The poll also supports the testimony of King’s contacts in the FBI and the law enforcement field who have complained to him about their poor relationship with the Muslim community. It found that 55 percent of American-Muslims do not believe the War on Terror is a “sincere effort to reduce terrorism.” The responsibility for this sentiment falls at the feat of so-called moderate organizations like CAIR that have consistently painted [10] the FBI as having an anti-Muslim bias and the War on Terror as a war on Islam.

Anonymous FBI agents have told [11] journalist Ronald Kessler about this problem. “They’re a closed group, a very, very closed group. It’s part of their culture that they want to settle the problem within their own communities. They’ve actually said that to us, which I then go crazy over,” one FBI agent told him.

Another FBI agent told Kessler about how a Muslim group asked that the agency’s director take a photo with them to combat anti-Muslim sentiment. The agent said he would try to get that done if the group provided information on extremists. The agent says the answer he received was, “That could never happen. We would lose our constituency. We could never admit to bringing someone to the FBI.”

Of course, there have been honorable Muslim informants that have helped protect the country, but they do run the risk of being alienated if exposed. The informant who helped foil the plot to attack Fort Dix says [12] that he now has “nothing.” “For Muslims, we are all brothers and I betrayed a brother,” he explains. The hostility toward him has caused him to stop attending mosque and former Muslim business partners have turned on him. “They say, ‘You made your choice. You helped the American government. Why would we help you?’” he said.

Genuinely moderate Muslims want to protect the country by cooperating fully with the government against the extremists in their midst. Dr. M. Zuhdi Jasser, the founder and President of the American-Islamic Forum for Democracy [13], told FrontPage that he supports King’s planned hearings and sees them as an opportunity for moderate Muslims.

“These hearings may finally allow Americans to witness the diversity of American-Muslims and begin a conversation that highlights the differences between those Muslims and their organizations who are in denial versus those who are reformists and modernists,” Dr. Jasser told FrontPage.

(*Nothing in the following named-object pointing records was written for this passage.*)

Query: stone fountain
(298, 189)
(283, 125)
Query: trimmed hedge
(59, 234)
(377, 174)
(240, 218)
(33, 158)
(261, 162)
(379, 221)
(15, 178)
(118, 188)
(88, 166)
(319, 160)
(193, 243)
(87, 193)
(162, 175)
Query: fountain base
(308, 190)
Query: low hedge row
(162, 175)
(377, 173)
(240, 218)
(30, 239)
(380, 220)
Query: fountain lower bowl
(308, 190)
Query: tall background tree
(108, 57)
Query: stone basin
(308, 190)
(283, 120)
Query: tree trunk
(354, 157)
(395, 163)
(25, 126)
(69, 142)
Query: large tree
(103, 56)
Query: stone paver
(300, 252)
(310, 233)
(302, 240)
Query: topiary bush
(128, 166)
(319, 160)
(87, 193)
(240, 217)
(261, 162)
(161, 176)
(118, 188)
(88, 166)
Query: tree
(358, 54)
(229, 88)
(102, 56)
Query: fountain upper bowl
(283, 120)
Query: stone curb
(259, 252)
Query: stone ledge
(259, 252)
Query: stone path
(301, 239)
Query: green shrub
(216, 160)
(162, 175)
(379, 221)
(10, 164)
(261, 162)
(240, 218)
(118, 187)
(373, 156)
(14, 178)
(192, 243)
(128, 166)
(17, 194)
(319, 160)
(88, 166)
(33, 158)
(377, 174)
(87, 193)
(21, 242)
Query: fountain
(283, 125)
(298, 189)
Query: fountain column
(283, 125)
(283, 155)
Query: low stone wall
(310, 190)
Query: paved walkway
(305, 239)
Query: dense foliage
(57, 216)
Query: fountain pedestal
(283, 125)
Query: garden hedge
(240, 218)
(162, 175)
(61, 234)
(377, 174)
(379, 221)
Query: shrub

“The hearings have not even begun and groups like CAIR and MPAC [the Muslim Public Affairs Council] are hurling diversionary ad hominem attacks at its organizers,” he said. He added that the hearings may help stimulate discussion about promoting “a ‘modern Islam’ that separates mosque and state” as the “best antidote to the ever-increasing threat of Muslim radicalization.”

The nature of the terrorist threat has changed, as Attorney General Holder said. The U.S. must adapt because the enemy already has. These hearings are necessary to protect the country and Rep. King should be praised, not defamed, for holding them.